C-39. Language and the BPO bias

That the BPO bias is so firmly embodied in languages is good news as well as bad news. This because when we look to do something about the incompleteness and inaccuracy of our understanding of the Nature of Things, about the neglect of behavior’s step making and taking, about the general persisting conditions of partial order, consequentiality and discontinuity as qualities of the Nature of Things, language may be able to give us the leverage we need to accomplish what Kuhn calls a paradigm shift.

A paradigm shift, he says, can occur when enough exceptions appear to a prevailing paradigm to necessitate its replacement or reformulation (e.g., a new theory might subsume what is valuable from the old paradigm and add to it within the new framework).

Making those exceptions evident, and then accepted, is the challenge. Adherents to the old paradigm resist. It has served a purpose after all – not the least of which has been solving an appreciable part of one’s behavioral problem (I:Pbeh) by its adoption as a guide.

But observations of new conditions of consequence, which may add to or modify or bring into question the old paradigm, can become persuasive. As they add up it becomes more and more difficult to set them aside, to defend one’s continued endorsement of the old paradigm. But old paradigms die hard. Evidence may not be accepted for years (e.g., tectonic plate movements).

The BPO paradigmatic bias (the bias is so strong as to be paradigmatic) is going to be very difficult to change, even though our aim is primarily to add to its completeness. Consider, for example, that modern communication technology takes particularness to new depths by encoding anything and everything into “bits.”

How is that languages can help us here? Because needed and innovative adjustments to them can make consequential evidence harder to ignore or dismiss. Like a pebble in one’s shoe….

Such is the argument for the new words and notational innovations used here in BFPS. Thingks, for example (X; C-27), to help bring out the processes and productivity of communication and cognition as developed capabilities. The use of B- and S- prefixes and of G- and p- prefixes to indicate different implications/meanings for words pertaining to bodies and steps, to generality (the fact of) and particularity (instance of).

Improved functionality, which is to say added behavioral capability, has also necessitated in BFPS the distinction in usage between relation (the cognitive and communicative contribution to composing) and relationship (the compositional product). Our usage of cognizing as a relating process in our minding capability repertoire is also unique to our functional concerns. When we see the poor provision languages have made for cognition’s before-after relation (unlike its inside-outside relation, which furthers the BPO bias so readily) such that process consequentiality is casually treated as cause-effect (confounding relation and relationship), then the need for a better way of talking about behavior becomes more evident and urgent.

And there is more sand in the shoe….

Linguistic anomalies, such as irregular verbs, can irritate the dominant paradigm. (C-40 reports a new anomaly.) Word definition and “correct usage” are continuing irritants.
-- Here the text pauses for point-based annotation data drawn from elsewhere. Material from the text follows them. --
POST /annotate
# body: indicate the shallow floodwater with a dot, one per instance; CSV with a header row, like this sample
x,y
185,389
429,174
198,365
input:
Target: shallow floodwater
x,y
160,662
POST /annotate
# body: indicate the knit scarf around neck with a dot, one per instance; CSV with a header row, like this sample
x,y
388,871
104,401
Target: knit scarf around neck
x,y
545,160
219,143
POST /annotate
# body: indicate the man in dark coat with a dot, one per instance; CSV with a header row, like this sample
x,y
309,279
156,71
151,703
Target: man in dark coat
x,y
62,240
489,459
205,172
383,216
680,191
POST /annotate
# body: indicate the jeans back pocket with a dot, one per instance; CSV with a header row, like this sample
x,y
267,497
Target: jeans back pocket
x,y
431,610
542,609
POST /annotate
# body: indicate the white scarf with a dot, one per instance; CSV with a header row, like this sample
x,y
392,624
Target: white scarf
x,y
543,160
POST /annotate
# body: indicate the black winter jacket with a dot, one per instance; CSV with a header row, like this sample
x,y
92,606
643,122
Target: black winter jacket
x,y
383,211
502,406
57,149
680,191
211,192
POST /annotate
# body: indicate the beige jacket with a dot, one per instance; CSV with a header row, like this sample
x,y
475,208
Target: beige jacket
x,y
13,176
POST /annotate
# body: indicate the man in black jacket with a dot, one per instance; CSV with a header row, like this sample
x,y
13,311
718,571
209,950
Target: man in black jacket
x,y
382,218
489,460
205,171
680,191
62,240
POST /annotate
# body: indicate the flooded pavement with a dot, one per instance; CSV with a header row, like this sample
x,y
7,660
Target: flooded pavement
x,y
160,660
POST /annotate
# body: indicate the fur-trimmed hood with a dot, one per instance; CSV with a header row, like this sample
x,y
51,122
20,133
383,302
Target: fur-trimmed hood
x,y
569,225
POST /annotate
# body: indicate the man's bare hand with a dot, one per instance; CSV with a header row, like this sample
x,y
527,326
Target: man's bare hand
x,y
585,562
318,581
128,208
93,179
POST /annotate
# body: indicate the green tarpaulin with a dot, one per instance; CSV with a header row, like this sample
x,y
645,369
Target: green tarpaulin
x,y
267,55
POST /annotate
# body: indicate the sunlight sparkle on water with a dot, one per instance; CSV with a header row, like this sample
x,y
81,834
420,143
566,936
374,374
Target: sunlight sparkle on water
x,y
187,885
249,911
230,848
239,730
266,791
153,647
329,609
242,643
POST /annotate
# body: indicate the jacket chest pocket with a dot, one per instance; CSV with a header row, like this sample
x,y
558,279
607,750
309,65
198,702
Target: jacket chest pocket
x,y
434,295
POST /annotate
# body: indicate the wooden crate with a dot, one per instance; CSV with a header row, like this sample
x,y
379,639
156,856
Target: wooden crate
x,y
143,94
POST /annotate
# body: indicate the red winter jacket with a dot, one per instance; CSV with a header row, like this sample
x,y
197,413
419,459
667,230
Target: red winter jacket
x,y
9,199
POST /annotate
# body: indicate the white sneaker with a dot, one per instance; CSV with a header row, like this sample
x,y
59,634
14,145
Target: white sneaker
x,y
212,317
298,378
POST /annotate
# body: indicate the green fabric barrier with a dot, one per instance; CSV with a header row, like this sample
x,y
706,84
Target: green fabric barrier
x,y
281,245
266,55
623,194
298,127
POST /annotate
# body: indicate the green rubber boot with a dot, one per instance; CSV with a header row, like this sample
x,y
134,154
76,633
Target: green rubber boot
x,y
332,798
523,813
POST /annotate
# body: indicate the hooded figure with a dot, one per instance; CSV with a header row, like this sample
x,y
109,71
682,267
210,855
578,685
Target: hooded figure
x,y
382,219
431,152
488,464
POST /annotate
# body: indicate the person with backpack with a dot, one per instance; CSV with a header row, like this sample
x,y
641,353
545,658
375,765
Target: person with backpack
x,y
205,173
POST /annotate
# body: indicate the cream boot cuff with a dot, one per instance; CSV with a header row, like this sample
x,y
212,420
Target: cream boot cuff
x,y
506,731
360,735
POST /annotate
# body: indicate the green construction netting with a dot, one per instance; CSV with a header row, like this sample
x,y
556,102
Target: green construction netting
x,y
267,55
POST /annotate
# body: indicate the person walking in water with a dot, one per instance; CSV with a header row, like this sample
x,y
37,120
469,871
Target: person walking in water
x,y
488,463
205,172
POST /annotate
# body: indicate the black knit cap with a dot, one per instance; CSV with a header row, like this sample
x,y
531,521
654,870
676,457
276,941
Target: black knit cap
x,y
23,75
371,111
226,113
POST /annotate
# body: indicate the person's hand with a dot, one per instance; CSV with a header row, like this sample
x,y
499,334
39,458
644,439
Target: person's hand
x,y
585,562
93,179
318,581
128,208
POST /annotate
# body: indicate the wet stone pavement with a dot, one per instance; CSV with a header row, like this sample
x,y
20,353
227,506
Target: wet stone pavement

So is translation between languages. (Wouldn’t it be helpful if each natural language were translatable to a more functional core language? So we wouldn’t have to translate each to each of the others? So that there would be a shared basis for introducing functional improvements to and in each?)

Every condition, any difference or similarity – non-oneness or oneness – that makes a difference needs expression. Whenever and wherever we find consequentiality there is a case for linguistic innovation, such as the use of glyphs to supplement written/printed language. (See Cognigraphics, for example, as a dual “make and/or measure” method for giving expression to cognitive relations [C-15].) This to give cognition the expression that “smilies” give emotional states.

Re-punctuation is another kind of potential language innovation. The signaled stopping research tool follows this line. When written or printed language is shared with someone, the receiver can insert stop signs (slashes) to indicate functional relevance, such as the need to ask a question, to agree or disagree (with the content and/or the sender), to pause to reread or think, etc. The presumptive unit establishment of the sender (e.g., periods) is brought into question. Joint usage of a language tends to sharpen its blade.

The Nature of Things is never out of sight. But the BPO bias has pretty well kept it out of our minds. A paradigm shift in favor of the Nature of Things, its generalities and its concern for behavior may be a long time coming, but we can hope and strive for that coming. And events may assist, not happily perhaps but effectively. Human over-population, diminishing resources and environmental degradation are headed our way.

The faster we pull the plug on the BPO bias the better off we will be.